Türkiye, Avrupa Konseyi tarafından 1985 yılında kabul edilen ve 1992 yılında taraf olduğu Avrupa Yerel Yönetimler Özerklik Şartı’na uymayı taahhüt etti. Bu belge, yerel yönetimlerin daha demokratik, katılımcı ve halkla iç içe bir yapıya kavuşmasını hedefliyor. Peki bunun bizim mahallemize, sokağımıza ve hemşehri derneklerimize etkisi nedir?
Çok açık: Avrupa Yerel Yönetimler Şartı’nın 4., 9. ve 10. maddeleri yerel yönetimlerin, kendi bölgelerinde yaşayan toplulukların ihtiyaçlarını doğrudan karşılamakla yükümlü olduğunu söyler. Bu ihtiyaç sadece yol, park, asfalt değildir. Aynı zamanda kültürel, sosyal ve toplumsal dayanışma ihtiyacıdır. Ve bu ihtiyacın adresi hemşehri dernekleridir, yerel STK’lardır.
Bu noktada belediyelerin, hemşehri derneklerine nüfus oranı temel alınarak şeffaf, adil ve sürdürülebilir destek sunması bir lütuf değil, anayasa ve uluslararası anlaşmalar gereğidir.
Kamu kaynaklarının bir avuç yandaşa, reklam şirketlerine ya da eş-dost vakıflarına değil; kendi mahallesinde, kendi halkı için gece gündüz çalışan derneklere aktarılması bir yerel demokrasi görevidir.
Tüm belediye başkanlarını ve meclis üyelerini bu sorumlulukla davranmaya çağırıyoruz.

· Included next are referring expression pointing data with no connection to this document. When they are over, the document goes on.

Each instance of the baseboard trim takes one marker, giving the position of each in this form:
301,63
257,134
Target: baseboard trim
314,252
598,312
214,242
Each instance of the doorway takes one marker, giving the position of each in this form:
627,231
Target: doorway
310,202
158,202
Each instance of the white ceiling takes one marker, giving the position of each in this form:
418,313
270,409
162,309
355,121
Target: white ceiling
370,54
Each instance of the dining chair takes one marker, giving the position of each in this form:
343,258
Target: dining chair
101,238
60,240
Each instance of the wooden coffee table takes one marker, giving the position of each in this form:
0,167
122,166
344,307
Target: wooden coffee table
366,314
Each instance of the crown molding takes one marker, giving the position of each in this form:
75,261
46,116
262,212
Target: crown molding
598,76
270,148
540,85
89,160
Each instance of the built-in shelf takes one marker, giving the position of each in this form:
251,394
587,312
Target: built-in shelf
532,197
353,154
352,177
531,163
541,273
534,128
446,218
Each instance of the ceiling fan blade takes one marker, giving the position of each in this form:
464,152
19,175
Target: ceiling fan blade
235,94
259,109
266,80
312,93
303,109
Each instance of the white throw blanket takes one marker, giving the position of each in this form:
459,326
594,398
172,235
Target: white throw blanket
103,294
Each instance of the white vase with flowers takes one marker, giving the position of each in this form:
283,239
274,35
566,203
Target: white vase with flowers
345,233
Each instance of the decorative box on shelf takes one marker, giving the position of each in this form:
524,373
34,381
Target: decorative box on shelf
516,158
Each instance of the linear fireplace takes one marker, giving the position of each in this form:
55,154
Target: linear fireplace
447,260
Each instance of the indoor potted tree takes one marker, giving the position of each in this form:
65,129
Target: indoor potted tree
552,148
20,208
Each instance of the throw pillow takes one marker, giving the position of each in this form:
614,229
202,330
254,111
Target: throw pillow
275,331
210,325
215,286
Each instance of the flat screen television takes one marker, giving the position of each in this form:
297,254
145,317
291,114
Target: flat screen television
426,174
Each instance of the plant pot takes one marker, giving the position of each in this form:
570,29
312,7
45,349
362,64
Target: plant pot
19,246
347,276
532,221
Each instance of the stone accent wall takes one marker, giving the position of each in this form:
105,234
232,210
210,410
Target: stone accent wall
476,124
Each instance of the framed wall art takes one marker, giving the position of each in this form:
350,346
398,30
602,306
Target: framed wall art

Çünkü demokrasi, sadece sandıkta değil, mahalle derneğinde de yaşar.
Ayrıca Belediye Meclis Üyeleri de bu hususta komisyonlar kurarak çalışmalara katkı sunmak zorundadır.
ÖNERİ:
1: Avrupa Yerel Yönetimler Şartı Uygulama Takibi ve Uyum Komisyonu Kurulması 2: Hemşehri Derneklerine Nüfusa Oranla Şeffaf Yardım Yapılması Yönergesi





Avrupa Yerel Yönetimler Özerklik Şartı; Feodal ilişkiler ağının uzantısı olan farklı hemşehri derneklerinin desteklenmesini değil, o kentin tarihi, kültürel yapısı ile özdeş olan yerel dinamiklerin hemşehri derneklerini desteklenmesini istemektedir.